Halt jedes Skript getrennt, statt es über das letzte zu kleben. Mehrere Skripte liegen auf der Bühne nebeneinander – fünf Shorts können also fünf Skripte sein, zwischen denen du wechselst, statt eines Feldes, das du immer wieder überschreibst. „Zum Anfang“ setzt das aktuelle nach einem verpatzten Take zurück nach oben, und das sind die meisten Takes.

Der Countdown von drei Sekunden lohnt sich, solange dein Lesegerät außer Reichweite steht, denn das ist die Zeit, die du brauchst, um Start zu drücken und zurück ins Bild zu kommen. Schalt ihn ab, sobald du nah genug bist, um loszudrücken und zu sprechen – vierzigmal drei Sekunden zu warten ist eine eigene Art von Steuer.

Was das hier nicht tut

Zwei Grenzen gehören genannt, bevor du einen Dreh darum herum planst.

Es gibt keine Aufnahme. Der Prompter scrollt dein Skript; das Video nimmt dein Handy oder deine Kamera auf. Manche Browser-Teleprompter nehmen auf, dieser nicht.

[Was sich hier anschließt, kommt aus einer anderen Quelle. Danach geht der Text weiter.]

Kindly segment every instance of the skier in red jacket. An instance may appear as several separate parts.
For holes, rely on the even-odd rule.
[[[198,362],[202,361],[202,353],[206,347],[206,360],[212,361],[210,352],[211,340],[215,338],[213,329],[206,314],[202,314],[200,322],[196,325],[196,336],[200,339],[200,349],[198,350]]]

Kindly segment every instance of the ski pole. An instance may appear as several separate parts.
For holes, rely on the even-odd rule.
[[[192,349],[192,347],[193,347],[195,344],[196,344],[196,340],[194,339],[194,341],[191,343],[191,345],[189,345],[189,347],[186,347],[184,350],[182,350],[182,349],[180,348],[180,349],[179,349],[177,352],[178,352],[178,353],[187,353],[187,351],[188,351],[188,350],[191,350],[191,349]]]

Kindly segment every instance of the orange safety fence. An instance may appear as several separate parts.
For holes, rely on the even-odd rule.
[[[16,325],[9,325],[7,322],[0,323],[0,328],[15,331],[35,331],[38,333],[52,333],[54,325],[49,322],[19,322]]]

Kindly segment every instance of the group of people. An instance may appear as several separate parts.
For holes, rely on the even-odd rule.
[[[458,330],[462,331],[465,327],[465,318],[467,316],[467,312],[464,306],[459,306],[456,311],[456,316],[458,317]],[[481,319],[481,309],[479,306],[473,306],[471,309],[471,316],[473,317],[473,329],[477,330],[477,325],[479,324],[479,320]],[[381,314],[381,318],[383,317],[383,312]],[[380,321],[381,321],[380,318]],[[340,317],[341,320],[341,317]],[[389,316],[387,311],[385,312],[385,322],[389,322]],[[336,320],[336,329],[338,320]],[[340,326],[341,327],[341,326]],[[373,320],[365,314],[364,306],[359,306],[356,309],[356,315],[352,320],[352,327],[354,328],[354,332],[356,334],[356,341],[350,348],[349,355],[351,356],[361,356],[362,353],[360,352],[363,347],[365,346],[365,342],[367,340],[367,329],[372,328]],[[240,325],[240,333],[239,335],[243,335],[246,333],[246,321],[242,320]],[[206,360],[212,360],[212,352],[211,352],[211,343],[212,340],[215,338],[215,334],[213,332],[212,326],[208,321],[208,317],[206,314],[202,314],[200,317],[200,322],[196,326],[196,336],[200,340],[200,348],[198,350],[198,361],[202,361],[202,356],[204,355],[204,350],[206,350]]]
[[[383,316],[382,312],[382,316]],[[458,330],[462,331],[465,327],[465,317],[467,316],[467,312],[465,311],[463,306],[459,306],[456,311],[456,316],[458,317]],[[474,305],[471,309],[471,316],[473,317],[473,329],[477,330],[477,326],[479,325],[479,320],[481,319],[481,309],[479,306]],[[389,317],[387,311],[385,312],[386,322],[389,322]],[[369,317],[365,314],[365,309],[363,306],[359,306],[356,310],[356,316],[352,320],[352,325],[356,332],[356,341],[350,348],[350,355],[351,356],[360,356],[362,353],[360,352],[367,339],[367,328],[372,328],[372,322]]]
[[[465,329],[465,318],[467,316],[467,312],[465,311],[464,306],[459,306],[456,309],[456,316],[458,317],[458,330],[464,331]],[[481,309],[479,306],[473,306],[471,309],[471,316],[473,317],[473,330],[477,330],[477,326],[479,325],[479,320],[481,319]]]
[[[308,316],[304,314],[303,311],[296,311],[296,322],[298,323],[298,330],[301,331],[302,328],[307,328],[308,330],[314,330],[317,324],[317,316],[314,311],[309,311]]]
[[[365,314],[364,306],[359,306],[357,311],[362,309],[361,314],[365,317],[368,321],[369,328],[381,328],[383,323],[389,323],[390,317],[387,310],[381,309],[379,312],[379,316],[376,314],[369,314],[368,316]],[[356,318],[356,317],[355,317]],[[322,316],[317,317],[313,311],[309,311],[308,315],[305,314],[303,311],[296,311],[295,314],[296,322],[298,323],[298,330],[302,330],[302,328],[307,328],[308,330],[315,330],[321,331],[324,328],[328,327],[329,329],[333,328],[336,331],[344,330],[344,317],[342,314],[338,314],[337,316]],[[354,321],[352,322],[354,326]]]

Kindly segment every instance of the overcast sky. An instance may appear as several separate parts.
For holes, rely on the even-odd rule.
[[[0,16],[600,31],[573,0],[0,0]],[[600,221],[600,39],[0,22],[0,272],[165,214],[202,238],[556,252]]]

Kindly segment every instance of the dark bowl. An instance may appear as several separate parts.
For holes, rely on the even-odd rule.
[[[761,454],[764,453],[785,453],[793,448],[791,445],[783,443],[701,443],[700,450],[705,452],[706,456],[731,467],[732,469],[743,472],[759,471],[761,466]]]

Es gibt keine Handy-Fernbedienung. Start, Pause und Tempo werden auf dem Gerät geändert, das das Skript zeigt – und deshalb lohnt es sich, über den Countdown und den Weg zu deinem Lesegerät beim Aufbau nachzudenken statt während eines Takes.

Alles andere (Tempo, Schriftgröße, Farben, Countdown, Spiegeln) sitzt in der Leiste an der Unterkante der Bühne, und dafür muss nichts installiert und nichts angemeldet werden.